Soooo…. That’s the long and the short of it for now. I’ve done a pretty good job this past hour procrastinating finishing up my project so it’s probably about time I get back to it.  Much much love to all you at home. I love and miss you all so incredibly much! While I’m really enjoying my time here I look so forward to the day I get back to Chicago (and then Nashville) and can see you each in person and just be together.

Giant hugs and so much love to all of you!

Saturday, February 5, 2011

Final Week in Hyderabad

The last few weeks have been quite an emotional roller coaster, to say the least. I've experienced high his and low lows much similar to the way I was feeling during my first month of transition after leaving home and starting this adventure. As I've been starting to wrap it up the last few weeks I've been feeling more pressure to really get to doing a lot of the things I've been interested in doing that I just kept putting off. I wish I had the energy and time to write separate blogs about each of them, but, since I don't, here's the outlined version that hopefully I can fill you each in on in person once I get back:

  • I went to an AA meeting with one of my roommates to learn more about what the issues of alcoholism and addiction look like in India. It was a fascinating experience, tremendous professional development, and one that I'd love to share more about another time.
  • I went to Paradise (the restaurant) with all my roommates and program directors and had an amazing dinner!
  • I watched the movie 3 Idiots - a must see film!
  • Tonight I'll be going to Syn for Hyderabad's best sushi :)
  • I went to Novotel Hotel for Sunday all-you-can-eat brunch and pool  time
  • My roommates and I threw a farewell party last night - biiiiiiiiig hit!

Just 2 days ago our program directors from Israel arrived and we're now officially in our closing week here in Hyderabad. Our days are being spent this weekend in meetings and seminars where we're focusing on logistics for the transition from India to Israel, doing a little bit of Torah study, providing lots of feedback, reflecting on our time thus far and brainstorming ways to enhance the next 4 months, and generally just having some really valuable group bonding time.  We're also all going to be giving our final presentations to this week. We'll each be presenting the research we've been working on at our respective NGO's and will do so in front of all the members of our program as well as our co-workers from the organizations. It's a bit nerve-wrecking but it's really very rewarding too... few things feel better than the sentiment that comes with knowing you've been a part of creating positive change :)

It's also been a nice few days as I've been able to sit in this communal, reflective, and structured because I'm really gaining new perspective on these last few months in India. I feel like I was running on a treadmill at a fast pace and only now am starting to slow it down to a speed where I can actually start to process all that's around me.

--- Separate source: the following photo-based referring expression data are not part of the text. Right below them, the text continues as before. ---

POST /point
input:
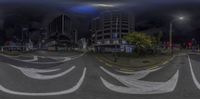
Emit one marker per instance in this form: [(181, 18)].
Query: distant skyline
[(154, 12)]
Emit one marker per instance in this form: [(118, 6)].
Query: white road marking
[(192, 73), (135, 75), (135, 86), (35, 58), (74, 88), (36, 73), (64, 59)]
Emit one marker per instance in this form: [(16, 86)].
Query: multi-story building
[(109, 29), (61, 31)]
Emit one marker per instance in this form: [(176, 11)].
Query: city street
[(82, 76)]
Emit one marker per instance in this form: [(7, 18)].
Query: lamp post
[(170, 32)]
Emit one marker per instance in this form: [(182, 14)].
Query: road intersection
[(84, 77)]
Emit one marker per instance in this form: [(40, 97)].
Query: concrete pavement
[(84, 80)]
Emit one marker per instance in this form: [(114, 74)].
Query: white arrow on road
[(74, 88), (60, 59), (135, 86), (36, 73)]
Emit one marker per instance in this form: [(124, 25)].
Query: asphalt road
[(82, 76)]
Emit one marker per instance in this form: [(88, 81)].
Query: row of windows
[(113, 30), (109, 36)]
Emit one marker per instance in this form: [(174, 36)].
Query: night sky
[(149, 13)]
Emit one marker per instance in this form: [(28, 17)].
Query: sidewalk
[(132, 63)]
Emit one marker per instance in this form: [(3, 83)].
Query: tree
[(141, 40)]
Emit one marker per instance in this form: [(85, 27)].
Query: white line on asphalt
[(193, 75), (74, 88), (35, 58), (135, 86), (36, 73), (65, 59)]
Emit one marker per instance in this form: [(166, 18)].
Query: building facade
[(109, 28), (61, 32)]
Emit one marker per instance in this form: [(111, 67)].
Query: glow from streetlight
[(104, 5)]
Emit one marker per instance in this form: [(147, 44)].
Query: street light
[(180, 18)]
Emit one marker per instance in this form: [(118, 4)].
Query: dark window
[(125, 31), (107, 31), (106, 36)]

This is really such a whirlwind of an experience and while I have some awareness of the ways it's impacted me I'm really starting to see that the majority of personal growth and lessons learned from this experience won't be brought to consciousness  until several weeks or months after I leave. What a journey this is...

Meanwhile, in addition to transitioning from India to Israel, I'm currently planning my 2 week travel.  Yaaay!!  It looks like I'll be going up North with Phil for a week to Delhi, Agra (just for a day to see the Taj Mahal) and then also possibly with Rachel and Nurit around Rajasthan.  Week 2 Phil, Rach and I are heading down to Goa to relax at the beach and meet up with some of our other friends we've met in Hyderabad who are coming to spend our last few days with us.  Should be a perfect way to wrap things up!

As for now... it's nap time after a long day of meetings and an even longer week of work. I hear this is Super Bowl weekend so I'm looking forward to hearing about the Black Eyed Peas halftime show and any worthwhile commercials :) Enjoy for me!